Conceptual Foundations
The conceptual foundations of the capabilities approach can be found in Sen’s critiques of traditional welfare economics in which well-being is conflated with opulence (income, commodity command) or utility (happiness). He distinguishes between commodities, human functioning/capability and utility in the following diagram:
Commodity → Capability (to function) → Functioning → Utility
He begins by considering income or commodity command. Sen acknowledges that economic growth and expansion of goods and services are necessary for human development. However, he believes that wealth should not be considered the good that one seeks, but it is simply a means for gaining other useful things. The quality of life should be judged by considering what people can achieve. Sen observes that this different people and societies differ in their capacity to convert income and commodities into valuable achievements. In comparing the well-being of different people, not enough information is provided by looking only at the commodities each can successfully command. It is also important to consider how well people are able to function with the goods and services at their disposal.
Sen also challenges the welfare approach, which concentrates on happiness, pleasure, and desire-fulfillment. He points out that there is more to life than simply achieving utility. While it is important to recognize utility, there are other things of intrinsic value, such as rights and positive freedoms, which are neglected by the welfare approach.
These considerations are the basis for Sen’s conclusion that neither opulence nor utility adequately represents human well-being and deprivation. Instead, Sen calls for a more direct approach that focuses on human functionings and the capability to achieve valuable functionings. Sen makes the following distinctions:
- Functioniong – ‘A functioning is an achievement of a person: what she or he manages to do or be. It reflects, as it were, a part of the “state” of that person’ (Sen, 9 10, 1985). Achieving a functioning (e.g. being adequately nourished) with a given bundle of commodities (e.g. bread or rice) depends on a range of personal and social factors (e.g. metabolic rates, body size, age, gender, activity levels, etc.). A functioning therefore refers to the use a person makes of the commodities at his or her command.
- Capability – A capability reflects a person’s ability to achieve a given functioning (‘doing’ or ‘being’). For example, a person may have the ability to avoid hunger, but may choose to fast or go on hunger strike instead.

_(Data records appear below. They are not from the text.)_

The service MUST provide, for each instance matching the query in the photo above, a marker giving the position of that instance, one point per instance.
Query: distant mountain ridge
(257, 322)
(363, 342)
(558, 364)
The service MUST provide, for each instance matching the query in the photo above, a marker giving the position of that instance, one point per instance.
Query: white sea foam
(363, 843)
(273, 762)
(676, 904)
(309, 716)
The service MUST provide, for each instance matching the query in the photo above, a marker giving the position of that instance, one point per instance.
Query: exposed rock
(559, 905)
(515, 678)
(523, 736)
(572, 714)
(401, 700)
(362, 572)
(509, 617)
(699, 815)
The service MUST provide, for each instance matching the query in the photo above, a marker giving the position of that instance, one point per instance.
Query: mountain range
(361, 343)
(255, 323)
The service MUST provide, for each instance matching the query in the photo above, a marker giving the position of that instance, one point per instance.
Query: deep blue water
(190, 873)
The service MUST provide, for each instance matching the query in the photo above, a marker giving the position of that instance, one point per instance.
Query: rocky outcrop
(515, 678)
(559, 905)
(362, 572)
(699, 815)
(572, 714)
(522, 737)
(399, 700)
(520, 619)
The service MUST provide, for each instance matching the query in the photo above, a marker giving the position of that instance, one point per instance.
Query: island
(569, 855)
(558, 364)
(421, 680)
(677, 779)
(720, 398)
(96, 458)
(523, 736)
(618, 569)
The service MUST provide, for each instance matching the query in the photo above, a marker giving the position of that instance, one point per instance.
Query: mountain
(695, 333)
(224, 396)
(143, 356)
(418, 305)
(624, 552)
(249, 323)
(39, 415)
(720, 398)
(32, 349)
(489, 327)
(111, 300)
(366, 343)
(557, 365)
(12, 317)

- Functioning n-tuple – A functioning n-tuple (or vector) describes the combination of ‘doings’ and ‘beings’ that constitute the state of a person’s life. The functioning n-tuple is given by the utilization of the available commodity bundle. Each functioning n-tuple represents a possible lifestyle.

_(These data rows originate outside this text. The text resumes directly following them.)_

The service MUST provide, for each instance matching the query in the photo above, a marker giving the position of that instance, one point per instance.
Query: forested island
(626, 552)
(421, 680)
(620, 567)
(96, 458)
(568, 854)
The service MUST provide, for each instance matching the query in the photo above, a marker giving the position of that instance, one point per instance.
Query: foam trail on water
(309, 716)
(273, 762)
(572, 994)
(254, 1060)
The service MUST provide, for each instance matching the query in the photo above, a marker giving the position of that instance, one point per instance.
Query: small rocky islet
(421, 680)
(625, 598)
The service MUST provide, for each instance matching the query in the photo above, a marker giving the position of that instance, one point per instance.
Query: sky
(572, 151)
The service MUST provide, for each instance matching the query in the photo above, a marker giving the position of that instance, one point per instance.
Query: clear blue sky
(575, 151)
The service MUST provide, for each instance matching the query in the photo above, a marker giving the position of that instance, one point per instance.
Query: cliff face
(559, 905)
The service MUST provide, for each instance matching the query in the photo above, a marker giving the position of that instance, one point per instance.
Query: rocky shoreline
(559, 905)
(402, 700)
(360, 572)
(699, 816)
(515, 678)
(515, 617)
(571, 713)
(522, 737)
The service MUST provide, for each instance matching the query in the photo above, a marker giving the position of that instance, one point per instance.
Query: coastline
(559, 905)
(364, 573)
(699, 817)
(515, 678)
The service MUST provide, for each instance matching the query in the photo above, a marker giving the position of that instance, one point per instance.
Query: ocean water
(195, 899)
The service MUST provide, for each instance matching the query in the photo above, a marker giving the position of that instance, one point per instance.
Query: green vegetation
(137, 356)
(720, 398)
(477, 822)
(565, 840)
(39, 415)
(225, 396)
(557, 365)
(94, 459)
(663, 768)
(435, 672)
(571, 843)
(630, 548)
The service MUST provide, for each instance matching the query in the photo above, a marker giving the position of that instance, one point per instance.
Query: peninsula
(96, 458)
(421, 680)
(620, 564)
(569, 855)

- Capability Set – The capability set describes the set of attainable functioning n-tuples or vectors a person can achieve. It is likely that a person will be able to choose between different commodity bundles and utilizations. The capability set is obtained by applying all feasible utilizations to all attainable commodity bundles. This emphasizes that capabilities reflect a person’s real opportunities or positive freedom of choice between possible lifestyles.